Das Welpenhaus und die neidische KAtze

Der Dezember schritt voran und damit rückte auch der Umzug meiner Oma voran, die mit Sina bald wegziehen würde. Ich war traurig, weil ich Sina sehr gern hatte, aber man kann Menschen nicht aufhalten, sondern nur brav hinterher dackeln. Wie bei allen Umzügen sammelte sich auch bei meiner Oma viel Krempel an, den man nicht mitnehmen kann oder möchte und diesen Krempel konnte man nur versuchen zu verkaufen, zu entsorgen oder zu verschenken. Und so bekamen wir ein paar ihrer Sachen geschenkt. Kyra erbte eine coole Liege, die man über der Heizung befestigen konnte, was ja eh einer ihrer Lieblingsplätze war. Die beiden Kater meiner Oma waren zu schwer, um sie benutzen zu können, wahrscheinlich wäre die Liege wie ein Plastiklöffel abgeknickt, wenn einer der schweren Kerle sich draufgelegt hätte, für die zarte Kyra war der Liegeplatz hingegen wie gemacht. Mama und Papa hatten das Sofa nämlich so gestellt, dass zwischen der Wand mit den Heizungen, den Fenstern und Kyras Kratzbaum und dem Sofa etwas Platz war und sie sich, wenn sie Ruhe von uns brauchte, zurückziehen konnte. Diese Liege war damit natürlich das Tüpfelchen auf dem i. Doch nicht alles, was Mama und Papa bekamen, war für Kyra.

Eine ausgediente Katzenhütte war für mich als Welpenclubhaus gedacht.

Ich hatte nämlich eine Vorliebe für Höhlen entwickelt und mich ein paar Tage zuvor in der untersten Höhle des Katzenkratzbaums versteckt. Mama hatte mich überall gesucht und dann große Augen gemacht, als sie mich gefunden hatte.

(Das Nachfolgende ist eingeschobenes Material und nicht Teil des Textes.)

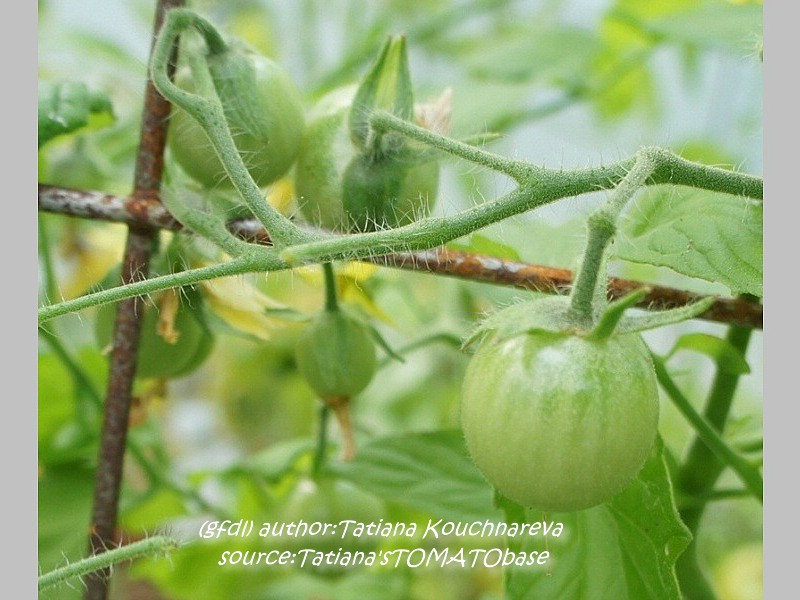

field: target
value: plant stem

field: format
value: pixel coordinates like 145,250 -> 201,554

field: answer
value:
570,149 -> 655,326
311,404 -> 331,476
150,9 -> 311,246
39,327 -> 225,515
322,263 -> 339,312
676,325 -> 752,600
39,256 -> 275,324
85,0 -> 182,600
651,354 -> 764,503
39,142 -> 763,323
370,111 -> 539,183
39,536 -> 178,591
39,214 -> 58,300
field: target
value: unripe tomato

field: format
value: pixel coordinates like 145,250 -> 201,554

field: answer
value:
295,86 -> 439,231
295,310 -> 376,400
95,288 -> 214,379
461,322 -> 658,511
169,45 -> 305,188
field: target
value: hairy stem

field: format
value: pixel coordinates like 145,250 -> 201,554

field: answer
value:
370,111 -> 538,183
570,150 -> 655,326
676,326 -> 752,600
322,263 -> 339,312
311,404 -> 331,476
150,9 -> 311,246
39,536 -> 178,591
39,255 -> 280,324
652,355 -> 764,502
39,140 -> 763,323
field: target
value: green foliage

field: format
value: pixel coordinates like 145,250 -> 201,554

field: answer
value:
39,0 -> 763,600
506,443 -> 691,600
38,81 -> 113,148
614,189 -> 764,297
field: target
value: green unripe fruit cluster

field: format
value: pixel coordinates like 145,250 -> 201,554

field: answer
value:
295,87 -> 439,232
168,49 -> 305,188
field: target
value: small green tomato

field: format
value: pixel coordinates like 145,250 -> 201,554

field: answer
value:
95,288 -> 214,379
295,310 -> 376,401
295,86 -> 439,231
461,307 -> 658,511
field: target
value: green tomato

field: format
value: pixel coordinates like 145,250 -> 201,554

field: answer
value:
295,86 -> 439,231
295,310 -> 376,400
95,288 -> 214,379
461,318 -> 658,511
168,46 -> 305,188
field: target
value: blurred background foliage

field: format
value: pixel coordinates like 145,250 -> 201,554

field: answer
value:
39,0 -> 762,600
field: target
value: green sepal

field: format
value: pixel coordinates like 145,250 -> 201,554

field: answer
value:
617,297 -> 715,334
349,35 -> 414,155
207,43 -> 270,140
462,296 -> 581,349
587,288 -> 647,340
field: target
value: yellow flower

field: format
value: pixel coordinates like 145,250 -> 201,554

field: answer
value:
201,275 -> 290,340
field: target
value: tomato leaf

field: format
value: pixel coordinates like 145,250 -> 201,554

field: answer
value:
614,188 -> 764,297
667,333 -> 750,375
38,461 -> 94,600
330,430 -> 498,521
505,441 -> 691,600
38,81 -> 113,148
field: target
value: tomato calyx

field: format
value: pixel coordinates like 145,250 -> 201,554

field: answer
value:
464,288 -> 714,348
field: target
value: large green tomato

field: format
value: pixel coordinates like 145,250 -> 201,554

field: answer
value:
295,86 -> 439,231
168,52 -> 305,188
461,330 -> 658,511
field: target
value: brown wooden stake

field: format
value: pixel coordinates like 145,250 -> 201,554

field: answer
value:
85,0 -> 183,600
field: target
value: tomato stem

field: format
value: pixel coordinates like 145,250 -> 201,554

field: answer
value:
150,9 -> 314,245
570,148 -> 661,326
322,263 -> 339,312
38,535 -> 178,591
311,404 -> 330,476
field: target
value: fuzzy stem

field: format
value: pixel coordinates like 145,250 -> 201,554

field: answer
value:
675,326 -> 752,600
370,111 -> 538,183
311,405 -> 331,475
652,355 -> 764,503
39,214 -> 58,299
150,9 -> 312,246
39,145 -> 763,323
570,149 -> 656,325
39,253 -> 285,324
39,536 -> 178,591
322,263 -> 339,312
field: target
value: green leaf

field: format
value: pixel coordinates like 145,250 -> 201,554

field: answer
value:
38,462 -> 94,600
38,81 -> 113,148
505,440 -> 691,600
349,36 -> 414,148
447,233 -> 521,261
614,188 -> 763,297
667,333 -> 750,375
330,430 -> 498,521
464,22 -> 600,85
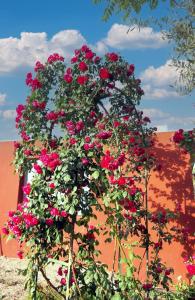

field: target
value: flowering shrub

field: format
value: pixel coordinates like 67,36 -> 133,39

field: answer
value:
3,45 -> 177,300
173,129 -> 195,152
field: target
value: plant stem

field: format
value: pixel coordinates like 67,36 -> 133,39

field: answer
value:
40,269 -> 65,299
66,215 -> 76,300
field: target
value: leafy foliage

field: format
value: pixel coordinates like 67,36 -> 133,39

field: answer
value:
3,45 -> 181,300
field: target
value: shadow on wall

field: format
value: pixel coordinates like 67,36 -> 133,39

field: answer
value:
150,142 -> 195,268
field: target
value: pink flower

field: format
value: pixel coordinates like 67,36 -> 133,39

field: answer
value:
46,111 -> 58,121
47,53 -> 64,64
127,64 -> 135,76
78,61 -> 88,72
26,73 -> 32,86
94,56 -> 101,64
33,164 -> 43,174
17,250 -> 24,259
106,52 -> 118,61
172,129 -> 185,144
23,149 -> 32,156
186,263 -> 195,276
96,131 -> 112,140
50,207 -> 60,217
69,138 -> 77,145
49,182 -> 55,189
81,157 -> 89,166
85,136 -> 91,143
45,218 -> 53,226
34,61 -> 45,72
85,50 -> 95,60
60,210 -> 68,218
22,183 -> 31,195
1,227 -> 9,235
77,76 -> 88,85
60,278 -> 66,285
71,56 -> 78,64
32,100 -> 46,109
64,74 -> 73,83
57,267 -> 63,276
75,121 -> 85,132
88,225 -> 96,230
99,68 -> 110,79
14,141 -> 21,150
142,283 -> 153,291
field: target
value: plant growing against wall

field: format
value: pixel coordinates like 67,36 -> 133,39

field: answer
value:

Ich liebte die Hütte sofort. Kyra schaute neidisch von oben herunter, aber auch aus strategischen Gründen wäre so ein Haus denkbar ungünstig- wenn sie da drin säße, hätte sie keinen Fluchtweg vor uns.  Nachts kletterte sie hin und wieder hinein, fand dann aber wohl unseren Hundeduft nicht besonders verlockend und trat das Häuschen hoheitsvoll an uns ab.